Plongée dans le noir depuis je ne sais combien de temps, j'écoute attentivement tout ce qu'il se passe autour de moi. Je me suis réveillée allongée sur le ventre, les yeux bandés, les mains et les pieds attachés par une corde. Après inspection, je me trouve sur un sol lisse, je ressens des vibrations mais toujours sonnée par le produit qu'Alexander m'a injecté, je ne peux pas savoir si j'hallucine encore ou non. Parfois, je sens la fatigue s'emparer de moi à nouveau mais tente tant bien que mal de rester éveillée. Je me répète sans cesse les paroles de mon père. Depuis un an, je ne fais que cela et des larmes commencent à inonder mes yeux lorsque je constate que tous ces sacrifices, toute la peine éprouvée depuis ce temps, sont vains.
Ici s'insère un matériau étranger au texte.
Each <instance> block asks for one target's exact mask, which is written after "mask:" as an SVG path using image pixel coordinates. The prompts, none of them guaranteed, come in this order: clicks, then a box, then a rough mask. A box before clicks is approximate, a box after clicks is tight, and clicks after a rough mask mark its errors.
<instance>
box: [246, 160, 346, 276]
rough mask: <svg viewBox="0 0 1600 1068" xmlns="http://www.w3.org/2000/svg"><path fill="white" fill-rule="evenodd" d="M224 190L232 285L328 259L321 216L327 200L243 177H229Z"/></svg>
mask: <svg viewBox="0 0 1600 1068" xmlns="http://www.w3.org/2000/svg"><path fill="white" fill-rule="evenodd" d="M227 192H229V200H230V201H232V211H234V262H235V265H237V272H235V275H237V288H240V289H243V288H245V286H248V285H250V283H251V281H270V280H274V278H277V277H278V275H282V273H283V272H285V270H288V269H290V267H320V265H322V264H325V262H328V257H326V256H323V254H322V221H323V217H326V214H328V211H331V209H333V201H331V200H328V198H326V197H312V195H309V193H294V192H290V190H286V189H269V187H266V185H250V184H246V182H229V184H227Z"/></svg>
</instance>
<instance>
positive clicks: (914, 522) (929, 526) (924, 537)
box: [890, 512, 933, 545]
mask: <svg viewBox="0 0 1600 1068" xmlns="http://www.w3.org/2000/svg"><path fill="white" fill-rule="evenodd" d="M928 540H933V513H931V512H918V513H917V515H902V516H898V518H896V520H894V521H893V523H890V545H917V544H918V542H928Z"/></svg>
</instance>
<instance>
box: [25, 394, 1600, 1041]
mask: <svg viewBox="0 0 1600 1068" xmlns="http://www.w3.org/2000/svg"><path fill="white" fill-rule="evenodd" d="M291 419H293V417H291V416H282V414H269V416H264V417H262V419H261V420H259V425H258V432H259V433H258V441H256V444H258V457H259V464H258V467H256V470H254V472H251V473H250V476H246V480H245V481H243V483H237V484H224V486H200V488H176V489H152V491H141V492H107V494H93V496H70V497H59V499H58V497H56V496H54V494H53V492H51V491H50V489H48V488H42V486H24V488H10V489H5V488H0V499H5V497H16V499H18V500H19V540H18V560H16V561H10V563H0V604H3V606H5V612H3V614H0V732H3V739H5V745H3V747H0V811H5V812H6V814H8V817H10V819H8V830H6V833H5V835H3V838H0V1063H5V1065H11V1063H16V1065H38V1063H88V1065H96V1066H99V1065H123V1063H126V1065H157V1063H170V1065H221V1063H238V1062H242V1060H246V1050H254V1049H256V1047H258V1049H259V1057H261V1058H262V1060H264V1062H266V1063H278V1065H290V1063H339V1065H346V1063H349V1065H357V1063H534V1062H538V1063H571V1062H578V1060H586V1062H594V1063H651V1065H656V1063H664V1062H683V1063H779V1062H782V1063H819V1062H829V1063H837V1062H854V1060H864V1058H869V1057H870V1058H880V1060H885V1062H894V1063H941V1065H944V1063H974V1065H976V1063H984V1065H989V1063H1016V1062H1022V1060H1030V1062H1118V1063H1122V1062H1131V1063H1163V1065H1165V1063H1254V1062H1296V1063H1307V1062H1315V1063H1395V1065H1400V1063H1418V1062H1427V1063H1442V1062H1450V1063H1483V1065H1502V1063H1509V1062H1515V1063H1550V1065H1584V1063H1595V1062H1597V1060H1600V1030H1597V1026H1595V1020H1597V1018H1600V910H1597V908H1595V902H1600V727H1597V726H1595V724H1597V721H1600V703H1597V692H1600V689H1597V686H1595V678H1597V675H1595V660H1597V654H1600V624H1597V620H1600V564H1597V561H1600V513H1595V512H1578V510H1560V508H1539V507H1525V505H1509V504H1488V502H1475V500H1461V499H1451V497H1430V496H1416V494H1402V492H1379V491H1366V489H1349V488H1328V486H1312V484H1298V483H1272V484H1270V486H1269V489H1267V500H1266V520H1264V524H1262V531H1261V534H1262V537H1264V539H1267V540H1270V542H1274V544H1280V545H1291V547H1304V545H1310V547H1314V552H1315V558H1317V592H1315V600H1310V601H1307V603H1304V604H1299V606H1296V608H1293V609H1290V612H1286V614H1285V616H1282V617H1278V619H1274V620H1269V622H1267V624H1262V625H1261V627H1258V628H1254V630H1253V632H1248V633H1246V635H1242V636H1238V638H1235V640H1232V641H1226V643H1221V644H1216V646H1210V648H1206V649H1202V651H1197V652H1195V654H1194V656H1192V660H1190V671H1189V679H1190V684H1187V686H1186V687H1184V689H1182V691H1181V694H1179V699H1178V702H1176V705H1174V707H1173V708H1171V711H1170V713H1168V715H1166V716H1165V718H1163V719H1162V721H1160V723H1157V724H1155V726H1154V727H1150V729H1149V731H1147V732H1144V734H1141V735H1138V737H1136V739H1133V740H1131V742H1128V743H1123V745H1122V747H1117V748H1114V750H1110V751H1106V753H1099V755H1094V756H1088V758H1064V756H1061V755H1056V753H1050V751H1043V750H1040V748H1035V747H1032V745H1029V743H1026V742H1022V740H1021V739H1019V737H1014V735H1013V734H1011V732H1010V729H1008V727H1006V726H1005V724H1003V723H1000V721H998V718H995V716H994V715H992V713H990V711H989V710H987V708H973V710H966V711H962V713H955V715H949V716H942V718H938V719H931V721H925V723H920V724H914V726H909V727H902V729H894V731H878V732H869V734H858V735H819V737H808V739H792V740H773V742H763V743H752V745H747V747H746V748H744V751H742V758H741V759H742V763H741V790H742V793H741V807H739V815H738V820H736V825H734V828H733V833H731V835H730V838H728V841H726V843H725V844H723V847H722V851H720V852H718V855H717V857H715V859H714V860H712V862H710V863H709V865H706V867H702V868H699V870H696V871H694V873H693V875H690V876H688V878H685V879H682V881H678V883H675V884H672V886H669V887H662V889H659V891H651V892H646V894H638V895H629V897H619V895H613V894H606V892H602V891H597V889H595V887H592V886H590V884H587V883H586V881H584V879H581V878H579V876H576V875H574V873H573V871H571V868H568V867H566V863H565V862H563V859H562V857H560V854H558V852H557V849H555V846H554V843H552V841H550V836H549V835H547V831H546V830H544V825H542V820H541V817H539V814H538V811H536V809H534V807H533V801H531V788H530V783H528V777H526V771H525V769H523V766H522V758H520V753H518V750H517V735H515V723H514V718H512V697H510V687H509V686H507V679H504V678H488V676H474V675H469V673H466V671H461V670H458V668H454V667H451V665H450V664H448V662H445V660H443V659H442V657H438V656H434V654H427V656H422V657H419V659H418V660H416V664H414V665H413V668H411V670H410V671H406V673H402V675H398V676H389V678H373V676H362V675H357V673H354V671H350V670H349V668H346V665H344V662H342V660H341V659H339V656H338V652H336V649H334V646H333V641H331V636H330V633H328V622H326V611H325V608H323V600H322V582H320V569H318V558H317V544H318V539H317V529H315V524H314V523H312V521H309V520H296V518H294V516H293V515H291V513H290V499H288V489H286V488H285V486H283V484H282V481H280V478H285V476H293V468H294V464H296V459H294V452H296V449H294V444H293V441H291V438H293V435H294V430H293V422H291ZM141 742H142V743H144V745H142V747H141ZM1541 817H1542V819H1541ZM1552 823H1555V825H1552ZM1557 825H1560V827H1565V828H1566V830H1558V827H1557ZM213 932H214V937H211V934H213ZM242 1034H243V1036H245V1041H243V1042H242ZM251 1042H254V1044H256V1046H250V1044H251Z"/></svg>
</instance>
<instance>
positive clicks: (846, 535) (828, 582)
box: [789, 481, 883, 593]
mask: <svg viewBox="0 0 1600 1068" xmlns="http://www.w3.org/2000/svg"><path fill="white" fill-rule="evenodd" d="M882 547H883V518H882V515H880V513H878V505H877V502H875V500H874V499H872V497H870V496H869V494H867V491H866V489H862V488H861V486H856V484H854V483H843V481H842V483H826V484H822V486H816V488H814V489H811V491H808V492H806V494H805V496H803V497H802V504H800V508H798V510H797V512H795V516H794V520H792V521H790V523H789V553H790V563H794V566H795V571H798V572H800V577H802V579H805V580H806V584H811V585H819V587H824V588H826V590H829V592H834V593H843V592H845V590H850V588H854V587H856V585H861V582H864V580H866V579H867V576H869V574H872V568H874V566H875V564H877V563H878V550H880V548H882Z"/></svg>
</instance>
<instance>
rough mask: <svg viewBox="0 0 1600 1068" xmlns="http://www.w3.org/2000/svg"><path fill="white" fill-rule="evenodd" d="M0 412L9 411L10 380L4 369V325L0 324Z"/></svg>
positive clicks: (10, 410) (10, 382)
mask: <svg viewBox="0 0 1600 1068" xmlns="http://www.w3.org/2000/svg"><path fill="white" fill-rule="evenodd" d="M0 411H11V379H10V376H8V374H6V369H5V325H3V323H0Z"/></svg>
Je n'avais qu'une seule et unique occasion d'échapper à la vie de Nina et j'ai échoué. Plus jamais plus je ne pourrais recommencer alors, rien qu'un instant, je laisse tomber mes barrières et pleure mon espoir perdu.


Pleurer, c'est être faible : c'est ainsi que l'on m'avait élevé mais pleurer c'est aussi éviter de devenir fou. Comme il l'est lui et je refuse de ressembler à ça.


Très bientôt, je reverrai son visage, je le sais, cela ne risque pas d'être de joyeuses retrouvailles. La peur commence alors à s'emparer de moi.


Je sors immédiatement de mes pensées lorsque je sens un liquide rencontrer le haut de ma joue. Par réflexe, je relève et secoue la tête en lâchant une plainte.


– Je savais bien que tu étais réveillée, entends-je alors au dessus de moi.


Alexander.


Je ne l'ai pas entendu s'approcher de moi et regrette d'avoir été si stupide.
Puis, j'entends des vêtements se froisser, il souffle longuement par le nez et je comprends qu'il vient de s'agenouiller. Je tire alors sur mes liens, effrayée.


– Désolée ma petite Nina mais tu dois refaire un petit somme.


À ses mots, je sens une nouvelle fois une aiguille s'enfoncer dans ma peau.


– NON !, m'exclamé-je en me dégageant de toutes mes forces mais c'est trop tard et le sommeil me rattrape.


***


Nina, 5 ans...


Par la vitre de la voiture, j'aperçois de grands bâtiments très moches. Il pleut aujourd'hui alors je suis aussi les gouttes, de cette dernière, glisser sur le carreau. On roule depuis trop longtemps. Je m'ennuie. Mon père ne me parle presque pas et depuis que je suis montée dans la voiture, plus du tout. Il est concentré. La radio n'est même pas allumée.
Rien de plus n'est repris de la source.